Feel Free to Comment

  1. Trying to invest without becoming a finance bro, this article is both hilarious and painfully real. It hits on something that many personal finance influencers skip: before you invest, you have to open the right kind of freakin’ account. You don’t need six tabs open comparing MERs if you haven’t even logged into My CRA to check your RRSP room. (Guilty.)

    That said, I’d love a checklist or flowchart. Most of us are visual learners with limited attention spans and lots of debt. Tell me: TFSA or RRSP? Bank or brokerage? Robo-advisor or couch potato? Still, the voice is warm, smart, and like talking to that uncle who knows what he’s doing but never makes you feel dumb for asking.

  2. TD’s investment accounts are RIDICULOUS for fees. Even their e-series index funds have fees that are at least five times the MER of the cheapest Vanguard fund. As you noted, they’ve jacked up their safety deposit box fee. Their accounts are extremely expensive. They are masters of tacking on charges. Canadians get gouged by fees because they’re either too polite or too dumb to change to a credit union and a fee-free institution like ING. All TD does is run ads with two cranky old men, who are probably cranky from a lifetime of getting screwed by TD’s fees. MBNA, the issuer of Canada’s best credit card the SmartCash MasterCard, just got acquired by TD. I am waiting for when they sneakily eliminate the 3% cash back program on gas/groceries. When they do, I’m sure they’ll institute a crappier program and outright lie that it’s better for some reason.

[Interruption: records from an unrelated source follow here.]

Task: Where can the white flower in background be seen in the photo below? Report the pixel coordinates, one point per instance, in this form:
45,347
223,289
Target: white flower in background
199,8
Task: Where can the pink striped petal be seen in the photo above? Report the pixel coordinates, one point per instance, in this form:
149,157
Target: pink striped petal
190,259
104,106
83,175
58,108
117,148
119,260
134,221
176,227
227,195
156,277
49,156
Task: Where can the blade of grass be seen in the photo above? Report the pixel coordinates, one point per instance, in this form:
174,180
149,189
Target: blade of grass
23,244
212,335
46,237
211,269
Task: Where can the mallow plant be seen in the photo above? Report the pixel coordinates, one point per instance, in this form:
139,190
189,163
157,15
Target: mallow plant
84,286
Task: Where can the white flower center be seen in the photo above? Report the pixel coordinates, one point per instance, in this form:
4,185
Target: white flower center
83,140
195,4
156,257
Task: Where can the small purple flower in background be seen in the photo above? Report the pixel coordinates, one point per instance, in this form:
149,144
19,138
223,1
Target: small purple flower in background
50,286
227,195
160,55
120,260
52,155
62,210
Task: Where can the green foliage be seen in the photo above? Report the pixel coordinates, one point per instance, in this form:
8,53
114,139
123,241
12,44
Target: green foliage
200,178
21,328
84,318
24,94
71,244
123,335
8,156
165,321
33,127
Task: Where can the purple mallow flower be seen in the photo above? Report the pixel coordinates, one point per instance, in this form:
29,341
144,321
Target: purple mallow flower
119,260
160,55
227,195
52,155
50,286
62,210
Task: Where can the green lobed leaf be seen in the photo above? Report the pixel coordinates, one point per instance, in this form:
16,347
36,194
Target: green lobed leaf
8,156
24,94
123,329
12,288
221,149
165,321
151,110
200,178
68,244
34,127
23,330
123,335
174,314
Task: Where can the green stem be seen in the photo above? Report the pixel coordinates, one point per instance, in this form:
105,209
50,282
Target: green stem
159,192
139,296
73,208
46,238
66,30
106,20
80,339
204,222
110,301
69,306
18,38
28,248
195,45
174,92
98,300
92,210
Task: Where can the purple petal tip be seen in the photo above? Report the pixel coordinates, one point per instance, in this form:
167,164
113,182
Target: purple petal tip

I have US money (that’s one decent account; I keep the minimum 3k balance to keep the $0 perks for travel since even at ING, $US cash earns only 0.5% a year) and my backup Visa at TD.

  3. I find it expensive to use the self direct RRSP in TD. I was using it before and am paying $100 per year? Half a year ago, I decided that RRSP is not for me. So I withdraw all my money and lose around $1000 in total. i am happy now because I feel that RRSP cannot steal the $100 from me every year. By the way, I put all the money in TFSA instead. At least they do not steal $100 from me every year.